Spark: Open Source Superstar Rewrites Future of Big Data


RAM SRIHARSHA WORKS in the engine room powering one of Silicon Valley’s most influential companies. He’s an engineer at Yahoo.

Even after naming ex-Google star Marissa Mayer chief exec, Yahoo often is derided as a thing of the past, a fallen giant struggling to keep pace with the likes of Google, Facebook, and Twitter. Behind the scenes, though, thanks to people like Sriharsha, Yahoo is in many respects a step ahead of its much flashier competition — and has been for years.

Yahoo’s Sunnyvale, California headquarters is ground zero for Hadoop, an open source software creation that underpins a Who’s Who of the internet, including Facebook and Twitter. After reinventing not only the web but the world of business software, the sweeping software platform — a means of crunching vast amounts of data across thousands of computer servers — is one of the great open source success stories of the past decade, and its influence is only expanding. But Yahoo, its founding father, is moving on.

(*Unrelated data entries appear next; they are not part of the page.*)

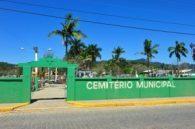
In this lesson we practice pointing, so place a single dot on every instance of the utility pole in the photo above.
(192, 46)
(36, 59)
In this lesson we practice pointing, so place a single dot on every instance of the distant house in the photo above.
(86, 74)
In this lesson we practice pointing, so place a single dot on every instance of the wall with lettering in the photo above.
(113, 88)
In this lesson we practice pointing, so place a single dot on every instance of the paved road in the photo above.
(50, 92)
(158, 117)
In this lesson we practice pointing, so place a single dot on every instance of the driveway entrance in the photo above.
(52, 91)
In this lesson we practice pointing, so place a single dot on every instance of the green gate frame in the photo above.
(50, 63)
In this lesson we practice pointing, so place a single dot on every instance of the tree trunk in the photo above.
(178, 67)
(148, 63)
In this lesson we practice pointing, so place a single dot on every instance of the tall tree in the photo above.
(76, 48)
(117, 52)
(149, 51)
(94, 51)
(178, 50)
(69, 32)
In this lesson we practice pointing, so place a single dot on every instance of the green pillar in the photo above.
(27, 83)
(70, 83)
(36, 83)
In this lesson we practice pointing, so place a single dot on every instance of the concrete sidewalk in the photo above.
(132, 102)
(50, 104)
(11, 106)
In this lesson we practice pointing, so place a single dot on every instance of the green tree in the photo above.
(178, 50)
(149, 51)
(94, 52)
(76, 48)
(69, 32)
(117, 52)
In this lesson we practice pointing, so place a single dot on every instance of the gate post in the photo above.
(70, 83)
(27, 83)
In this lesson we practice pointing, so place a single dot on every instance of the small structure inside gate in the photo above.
(17, 90)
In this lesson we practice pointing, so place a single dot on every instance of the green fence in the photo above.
(128, 88)
(13, 90)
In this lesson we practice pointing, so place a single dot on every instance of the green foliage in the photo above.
(178, 50)
(69, 32)
(149, 51)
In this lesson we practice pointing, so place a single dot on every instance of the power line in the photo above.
(99, 23)
(101, 14)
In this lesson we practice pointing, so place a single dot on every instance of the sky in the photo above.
(25, 31)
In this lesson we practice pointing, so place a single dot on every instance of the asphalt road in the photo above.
(157, 117)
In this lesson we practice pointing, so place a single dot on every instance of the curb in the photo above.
(11, 108)
(131, 103)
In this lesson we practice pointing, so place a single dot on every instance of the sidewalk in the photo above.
(132, 102)
(11, 106)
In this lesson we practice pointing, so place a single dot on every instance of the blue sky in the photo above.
(23, 30)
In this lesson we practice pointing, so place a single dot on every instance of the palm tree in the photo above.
(117, 52)
(179, 50)
(149, 51)
(77, 48)
(94, 51)
(68, 32)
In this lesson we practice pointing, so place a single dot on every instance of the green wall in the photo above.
(13, 90)
(115, 88)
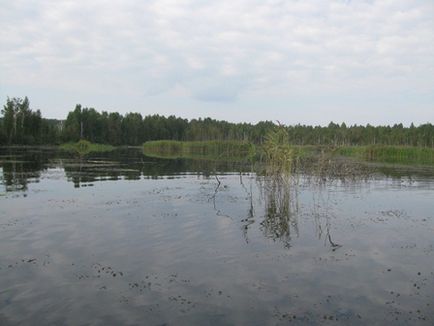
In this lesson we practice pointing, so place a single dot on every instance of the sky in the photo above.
(295, 61)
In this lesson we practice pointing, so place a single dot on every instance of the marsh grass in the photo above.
(390, 154)
(84, 147)
(211, 150)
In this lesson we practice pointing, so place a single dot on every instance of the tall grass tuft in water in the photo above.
(279, 156)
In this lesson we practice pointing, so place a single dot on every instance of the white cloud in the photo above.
(219, 50)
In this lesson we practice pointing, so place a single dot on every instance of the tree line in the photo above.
(21, 125)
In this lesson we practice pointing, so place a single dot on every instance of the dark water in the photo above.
(122, 239)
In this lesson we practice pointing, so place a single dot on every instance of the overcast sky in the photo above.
(306, 61)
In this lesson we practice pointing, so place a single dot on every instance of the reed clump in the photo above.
(279, 156)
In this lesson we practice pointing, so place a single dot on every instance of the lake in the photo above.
(119, 238)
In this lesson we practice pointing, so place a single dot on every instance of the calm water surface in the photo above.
(123, 239)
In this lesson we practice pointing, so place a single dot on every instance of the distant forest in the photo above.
(19, 125)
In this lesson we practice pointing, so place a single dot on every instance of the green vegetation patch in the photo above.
(215, 150)
(390, 154)
(83, 147)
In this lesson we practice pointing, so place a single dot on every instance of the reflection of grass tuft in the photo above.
(211, 150)
(83, 147)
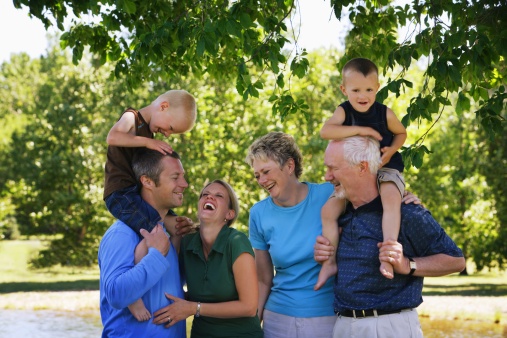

Teaming with a particularly ambitious group of computer scientists from the University of California at Berkeley, Sriharsha is installing a new data crunching platform inside the massive data centers that drive Yahoo’s still enormous online empire. This software platform is called Spark, and according to those who built it and use it, it’s about 100 times faster than the mighty Hadoop — and could very well replace Hadoop as the stuff that fuels the modern web.